An association between frequency of outings and the “persistently disabled” trajectory was found in this study, but only in men. This gender difference is consistent with previous findings, which suggest that a low frequency of outings is a greater risk for the onset of functional decline in men than in women.[27] One of the potential reasons for this may be that men and women tend to build their social relations in different places. When the study participants were still in the workforce, their social network mainly comprised work colleagues for men and individuals in the community for women (given that many of them were homemakers in Japan).[28] As a result, women who are aged over 65 years old—even those who only go out less than once per week—might receive more social support from people in their communities.[29] Furthermore, compared with men who remain in the house, women who do so might still have higher levels of physical activity because of their greater participation in housekeeping.[30]

A strength of this study was its use of a prospective cohort design with large panel data at 10 time points. Additionally, we used an objective indicator of functional ability as an outcome measurement, and controlled for various confounders, including socio-demographics and physiological variables. This study also has several limitations. First, the data on long-term care levels were obtained only for people who applied for the LTCI. Individuals who did not use public LTCI for any reason, such as being able to afford private nursing care, would be considered independent in our analysis. However, as a rule, all people living in Japan over 40 years old are insured by the LTCI; therefore, we assume that few people in need of LTCI do not apply for it. Second, reverse causation remains possible, as we did not adjust for some confounders relating to the preliminary stage of functional decline. To improve our inferences of causality, we restricted study participants to those who were independent at baseline, excluded persons who were certified for long-term care within 3 months after the baseline, and adjusted for the major diseases related to long-term care level and ADLs at baseline. Third, the magnitudes of the gap between each functional ability levels are not even across the levels evaluated using national LTCI system and mortality information. Moreover, death is conceptually different from functional ability. The potential solution may be to exclude cases of death. However, we believe that it is important to understand the patterns of declining functional ability among all older people who can be the targets of long-term care prevention measures in the community. Thus, we have conceptualized death as being at the end of the continuum of functional disability. Finally, the database contained no information on those who were certified as “non-applicable (independent)” after initially being certified as needing long-term care. This indicates that individuals whose long-term care level ultimately reached independence were considered to have maintained the care level that they previously had. However, in a 5-year period, such cases account for less than 1% of all certified persons requiring long-term care.[31]

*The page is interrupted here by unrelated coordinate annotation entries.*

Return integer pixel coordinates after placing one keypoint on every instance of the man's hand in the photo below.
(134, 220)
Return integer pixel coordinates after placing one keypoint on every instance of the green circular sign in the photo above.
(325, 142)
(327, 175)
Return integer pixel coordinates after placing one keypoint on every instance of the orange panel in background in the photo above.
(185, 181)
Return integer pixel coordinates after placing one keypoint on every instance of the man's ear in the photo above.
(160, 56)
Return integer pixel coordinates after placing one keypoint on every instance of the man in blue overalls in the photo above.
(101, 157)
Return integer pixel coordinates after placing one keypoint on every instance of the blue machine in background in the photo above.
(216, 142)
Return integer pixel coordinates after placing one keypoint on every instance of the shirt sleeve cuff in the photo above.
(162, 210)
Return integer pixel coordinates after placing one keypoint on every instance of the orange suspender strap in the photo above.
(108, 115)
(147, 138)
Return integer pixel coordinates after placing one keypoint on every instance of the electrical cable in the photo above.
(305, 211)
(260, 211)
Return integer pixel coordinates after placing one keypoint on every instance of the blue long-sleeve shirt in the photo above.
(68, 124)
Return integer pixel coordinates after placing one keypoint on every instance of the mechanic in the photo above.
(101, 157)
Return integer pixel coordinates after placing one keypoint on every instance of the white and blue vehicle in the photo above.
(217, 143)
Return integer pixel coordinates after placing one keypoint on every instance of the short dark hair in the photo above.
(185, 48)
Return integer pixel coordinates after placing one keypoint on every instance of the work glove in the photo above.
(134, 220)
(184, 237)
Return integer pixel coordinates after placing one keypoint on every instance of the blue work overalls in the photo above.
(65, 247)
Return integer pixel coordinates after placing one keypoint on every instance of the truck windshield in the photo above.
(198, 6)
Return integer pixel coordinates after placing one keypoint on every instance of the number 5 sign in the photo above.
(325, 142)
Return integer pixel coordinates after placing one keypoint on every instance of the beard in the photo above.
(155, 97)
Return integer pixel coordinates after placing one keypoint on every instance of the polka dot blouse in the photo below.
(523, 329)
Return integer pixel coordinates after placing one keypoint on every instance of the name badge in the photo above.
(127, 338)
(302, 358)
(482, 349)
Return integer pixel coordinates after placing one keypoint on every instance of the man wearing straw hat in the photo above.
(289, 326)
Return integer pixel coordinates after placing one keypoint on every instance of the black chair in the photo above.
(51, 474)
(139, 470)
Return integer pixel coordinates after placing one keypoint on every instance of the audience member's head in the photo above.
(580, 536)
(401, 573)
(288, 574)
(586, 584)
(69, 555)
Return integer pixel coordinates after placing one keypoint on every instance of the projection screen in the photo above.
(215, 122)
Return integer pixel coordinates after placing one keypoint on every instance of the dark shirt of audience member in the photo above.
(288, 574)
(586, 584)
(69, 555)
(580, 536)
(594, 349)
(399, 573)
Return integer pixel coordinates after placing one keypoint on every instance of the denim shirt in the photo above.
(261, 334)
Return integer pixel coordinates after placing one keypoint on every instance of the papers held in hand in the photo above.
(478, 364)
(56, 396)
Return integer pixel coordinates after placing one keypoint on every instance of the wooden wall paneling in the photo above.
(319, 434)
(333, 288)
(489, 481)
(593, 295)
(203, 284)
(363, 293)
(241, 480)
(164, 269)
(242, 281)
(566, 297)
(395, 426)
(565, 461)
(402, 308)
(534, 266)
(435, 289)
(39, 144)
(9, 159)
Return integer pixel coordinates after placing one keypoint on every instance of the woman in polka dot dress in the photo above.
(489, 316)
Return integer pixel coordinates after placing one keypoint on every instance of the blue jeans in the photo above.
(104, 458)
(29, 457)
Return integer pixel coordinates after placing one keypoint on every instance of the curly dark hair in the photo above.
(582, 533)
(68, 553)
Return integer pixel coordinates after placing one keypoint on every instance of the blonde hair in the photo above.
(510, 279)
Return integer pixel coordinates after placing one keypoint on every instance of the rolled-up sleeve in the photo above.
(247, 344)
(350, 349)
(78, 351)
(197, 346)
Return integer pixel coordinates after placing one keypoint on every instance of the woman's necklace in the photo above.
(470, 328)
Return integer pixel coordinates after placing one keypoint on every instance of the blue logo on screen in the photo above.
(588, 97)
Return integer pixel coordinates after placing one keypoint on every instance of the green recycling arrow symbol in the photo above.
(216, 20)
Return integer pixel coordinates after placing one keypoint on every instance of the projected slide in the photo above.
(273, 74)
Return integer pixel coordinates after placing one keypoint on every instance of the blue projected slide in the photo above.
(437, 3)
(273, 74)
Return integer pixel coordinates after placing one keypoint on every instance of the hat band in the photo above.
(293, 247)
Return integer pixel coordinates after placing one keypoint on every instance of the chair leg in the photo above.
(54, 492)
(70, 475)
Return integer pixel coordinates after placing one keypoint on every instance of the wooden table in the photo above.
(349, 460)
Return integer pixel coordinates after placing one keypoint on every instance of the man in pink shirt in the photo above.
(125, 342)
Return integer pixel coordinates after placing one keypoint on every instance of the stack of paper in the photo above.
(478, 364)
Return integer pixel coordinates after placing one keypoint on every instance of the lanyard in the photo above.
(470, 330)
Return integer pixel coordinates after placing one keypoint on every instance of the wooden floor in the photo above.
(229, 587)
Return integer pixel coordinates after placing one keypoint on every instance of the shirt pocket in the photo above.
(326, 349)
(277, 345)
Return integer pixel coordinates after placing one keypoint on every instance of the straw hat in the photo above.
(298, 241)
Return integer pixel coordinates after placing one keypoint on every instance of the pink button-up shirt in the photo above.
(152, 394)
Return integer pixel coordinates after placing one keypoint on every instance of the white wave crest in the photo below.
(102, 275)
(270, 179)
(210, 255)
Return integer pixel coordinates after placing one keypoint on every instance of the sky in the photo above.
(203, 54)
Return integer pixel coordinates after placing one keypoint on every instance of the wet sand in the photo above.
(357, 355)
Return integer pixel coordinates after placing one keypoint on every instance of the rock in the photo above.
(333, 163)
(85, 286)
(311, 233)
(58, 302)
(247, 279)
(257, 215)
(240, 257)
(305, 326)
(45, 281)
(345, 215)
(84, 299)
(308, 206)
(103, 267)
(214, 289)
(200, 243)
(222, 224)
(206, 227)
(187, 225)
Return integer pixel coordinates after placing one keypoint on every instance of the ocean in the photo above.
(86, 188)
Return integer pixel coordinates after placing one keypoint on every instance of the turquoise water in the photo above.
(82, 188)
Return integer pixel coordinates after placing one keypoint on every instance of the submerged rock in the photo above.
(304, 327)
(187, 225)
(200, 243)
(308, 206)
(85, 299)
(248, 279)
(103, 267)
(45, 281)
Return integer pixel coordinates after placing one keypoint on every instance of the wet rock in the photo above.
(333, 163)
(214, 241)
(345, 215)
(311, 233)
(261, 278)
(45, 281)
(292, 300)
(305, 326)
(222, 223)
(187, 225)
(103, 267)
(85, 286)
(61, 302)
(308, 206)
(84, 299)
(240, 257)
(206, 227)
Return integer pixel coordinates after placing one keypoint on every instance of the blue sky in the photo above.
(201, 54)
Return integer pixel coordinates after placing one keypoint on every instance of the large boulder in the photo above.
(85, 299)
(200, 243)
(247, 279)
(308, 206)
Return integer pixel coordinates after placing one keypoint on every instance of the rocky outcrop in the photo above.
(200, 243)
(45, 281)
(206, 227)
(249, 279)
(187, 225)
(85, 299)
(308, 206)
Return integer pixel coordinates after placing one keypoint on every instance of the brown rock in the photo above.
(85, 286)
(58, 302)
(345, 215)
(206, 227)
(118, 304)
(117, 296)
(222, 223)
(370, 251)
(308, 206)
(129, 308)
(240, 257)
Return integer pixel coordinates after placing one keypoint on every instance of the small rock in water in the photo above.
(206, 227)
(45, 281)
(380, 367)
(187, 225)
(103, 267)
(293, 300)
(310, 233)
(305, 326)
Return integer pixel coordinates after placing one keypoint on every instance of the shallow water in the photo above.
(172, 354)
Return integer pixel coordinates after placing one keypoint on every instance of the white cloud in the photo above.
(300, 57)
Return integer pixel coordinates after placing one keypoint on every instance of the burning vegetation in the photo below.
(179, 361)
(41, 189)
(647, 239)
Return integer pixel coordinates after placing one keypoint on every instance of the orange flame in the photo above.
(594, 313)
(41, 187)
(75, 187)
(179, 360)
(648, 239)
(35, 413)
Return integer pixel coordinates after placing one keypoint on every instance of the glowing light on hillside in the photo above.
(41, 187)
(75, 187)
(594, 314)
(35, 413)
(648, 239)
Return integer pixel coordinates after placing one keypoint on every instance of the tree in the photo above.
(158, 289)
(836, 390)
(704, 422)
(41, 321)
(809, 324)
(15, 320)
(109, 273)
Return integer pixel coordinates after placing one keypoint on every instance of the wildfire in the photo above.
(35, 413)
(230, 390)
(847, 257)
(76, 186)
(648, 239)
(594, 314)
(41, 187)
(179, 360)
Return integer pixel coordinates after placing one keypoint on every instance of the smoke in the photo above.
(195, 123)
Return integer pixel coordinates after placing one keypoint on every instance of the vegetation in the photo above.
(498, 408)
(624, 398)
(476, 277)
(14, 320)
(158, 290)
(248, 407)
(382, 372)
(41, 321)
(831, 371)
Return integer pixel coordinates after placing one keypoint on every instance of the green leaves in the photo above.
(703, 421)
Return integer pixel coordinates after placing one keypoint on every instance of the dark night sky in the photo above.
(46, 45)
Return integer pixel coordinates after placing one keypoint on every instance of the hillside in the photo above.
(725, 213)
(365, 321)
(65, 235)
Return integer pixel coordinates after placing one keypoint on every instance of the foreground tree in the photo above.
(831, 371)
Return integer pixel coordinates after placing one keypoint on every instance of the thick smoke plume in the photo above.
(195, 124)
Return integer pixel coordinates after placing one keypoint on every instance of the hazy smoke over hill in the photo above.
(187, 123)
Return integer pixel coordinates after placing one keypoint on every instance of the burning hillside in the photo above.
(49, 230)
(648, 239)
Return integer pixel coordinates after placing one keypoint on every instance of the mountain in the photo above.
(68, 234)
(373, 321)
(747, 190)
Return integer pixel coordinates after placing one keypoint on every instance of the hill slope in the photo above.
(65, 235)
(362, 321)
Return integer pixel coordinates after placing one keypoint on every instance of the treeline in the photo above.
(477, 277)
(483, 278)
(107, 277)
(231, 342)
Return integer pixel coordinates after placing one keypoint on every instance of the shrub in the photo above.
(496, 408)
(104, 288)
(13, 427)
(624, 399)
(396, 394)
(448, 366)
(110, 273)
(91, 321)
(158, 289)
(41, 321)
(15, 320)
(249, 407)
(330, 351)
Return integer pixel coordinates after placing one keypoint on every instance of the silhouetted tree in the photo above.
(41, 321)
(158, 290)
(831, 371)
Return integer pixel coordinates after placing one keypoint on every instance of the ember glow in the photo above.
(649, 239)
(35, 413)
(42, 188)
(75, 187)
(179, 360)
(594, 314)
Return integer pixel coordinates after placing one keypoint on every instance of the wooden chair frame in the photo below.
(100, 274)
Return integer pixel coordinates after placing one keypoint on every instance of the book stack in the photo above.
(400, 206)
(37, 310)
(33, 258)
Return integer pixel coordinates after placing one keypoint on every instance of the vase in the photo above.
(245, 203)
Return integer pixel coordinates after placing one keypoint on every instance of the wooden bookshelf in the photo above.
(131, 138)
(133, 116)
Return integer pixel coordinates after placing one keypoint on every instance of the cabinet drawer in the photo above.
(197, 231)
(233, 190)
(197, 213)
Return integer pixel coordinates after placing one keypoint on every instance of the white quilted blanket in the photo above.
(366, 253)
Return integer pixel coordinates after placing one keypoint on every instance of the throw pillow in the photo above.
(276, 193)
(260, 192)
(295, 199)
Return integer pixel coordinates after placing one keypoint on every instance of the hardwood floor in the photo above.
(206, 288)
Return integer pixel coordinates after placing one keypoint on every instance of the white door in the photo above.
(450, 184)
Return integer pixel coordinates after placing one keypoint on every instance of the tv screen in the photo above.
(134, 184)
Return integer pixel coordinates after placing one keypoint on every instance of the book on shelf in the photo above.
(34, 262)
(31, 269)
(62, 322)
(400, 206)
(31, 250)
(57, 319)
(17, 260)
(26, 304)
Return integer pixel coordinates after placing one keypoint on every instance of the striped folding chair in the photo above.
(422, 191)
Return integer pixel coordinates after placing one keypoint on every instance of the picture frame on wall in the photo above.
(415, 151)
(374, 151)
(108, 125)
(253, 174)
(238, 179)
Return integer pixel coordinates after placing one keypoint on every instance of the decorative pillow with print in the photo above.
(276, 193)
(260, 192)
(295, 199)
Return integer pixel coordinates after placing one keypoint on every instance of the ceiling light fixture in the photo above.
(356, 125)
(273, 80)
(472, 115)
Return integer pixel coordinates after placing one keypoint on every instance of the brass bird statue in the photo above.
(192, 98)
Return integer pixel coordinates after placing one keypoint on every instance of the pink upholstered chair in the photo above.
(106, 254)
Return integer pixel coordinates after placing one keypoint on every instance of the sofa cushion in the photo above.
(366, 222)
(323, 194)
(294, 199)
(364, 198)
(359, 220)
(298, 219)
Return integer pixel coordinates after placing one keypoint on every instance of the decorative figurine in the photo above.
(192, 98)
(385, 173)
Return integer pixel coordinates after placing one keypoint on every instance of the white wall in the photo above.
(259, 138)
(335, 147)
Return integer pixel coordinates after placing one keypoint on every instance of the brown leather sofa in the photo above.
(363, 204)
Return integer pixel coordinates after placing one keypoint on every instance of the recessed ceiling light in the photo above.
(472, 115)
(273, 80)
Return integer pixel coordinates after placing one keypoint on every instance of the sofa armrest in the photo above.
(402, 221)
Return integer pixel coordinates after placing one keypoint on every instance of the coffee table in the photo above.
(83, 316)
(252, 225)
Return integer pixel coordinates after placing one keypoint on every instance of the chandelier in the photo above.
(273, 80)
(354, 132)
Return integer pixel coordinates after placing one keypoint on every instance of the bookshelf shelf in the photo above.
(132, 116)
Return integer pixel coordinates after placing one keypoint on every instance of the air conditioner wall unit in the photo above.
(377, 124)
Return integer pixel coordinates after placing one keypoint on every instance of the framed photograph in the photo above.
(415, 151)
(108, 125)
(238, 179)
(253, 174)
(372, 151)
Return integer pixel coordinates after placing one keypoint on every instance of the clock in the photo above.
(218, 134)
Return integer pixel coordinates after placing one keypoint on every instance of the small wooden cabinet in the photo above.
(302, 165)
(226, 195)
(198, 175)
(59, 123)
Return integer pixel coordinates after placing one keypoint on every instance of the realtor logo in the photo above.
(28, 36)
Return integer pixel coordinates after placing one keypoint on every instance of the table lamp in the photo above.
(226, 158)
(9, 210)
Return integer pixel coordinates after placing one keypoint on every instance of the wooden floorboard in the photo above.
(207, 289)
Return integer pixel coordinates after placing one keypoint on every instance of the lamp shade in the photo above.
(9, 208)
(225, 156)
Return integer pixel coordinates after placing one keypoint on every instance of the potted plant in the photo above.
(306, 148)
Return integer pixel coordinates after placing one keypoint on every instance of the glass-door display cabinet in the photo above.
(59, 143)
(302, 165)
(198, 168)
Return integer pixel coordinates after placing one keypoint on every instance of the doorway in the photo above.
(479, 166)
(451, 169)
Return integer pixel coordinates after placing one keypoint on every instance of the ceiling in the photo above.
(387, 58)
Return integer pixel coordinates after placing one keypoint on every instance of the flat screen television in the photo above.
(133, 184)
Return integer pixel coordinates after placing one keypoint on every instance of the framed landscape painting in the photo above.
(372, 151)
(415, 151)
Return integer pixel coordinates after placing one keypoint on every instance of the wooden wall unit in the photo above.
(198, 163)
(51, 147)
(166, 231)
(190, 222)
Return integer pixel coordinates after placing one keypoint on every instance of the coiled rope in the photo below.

In conclusion, we identified three distinct trajectories of functional abilities among community-dwelling older people during a 31-month observation period. Furthermore, a low frequency of outings was associated with a future pattern of maintaining moderate functional decline among older men, but not with a future rapid decline. The study results need to be cautiously interpreted due to the possible reverse causation that weaker functions at baseline caused fewer outings. If the observed association was causal, interventions to promote outings for older people, such as increasing opportunities to access community events and ease of access to restaurants and retail stores,[32] might be effective in slowing the decline of functional ability among men with better initial care levels. It also would be necessary to consider the sex-specific factors related to a low frequency of outings.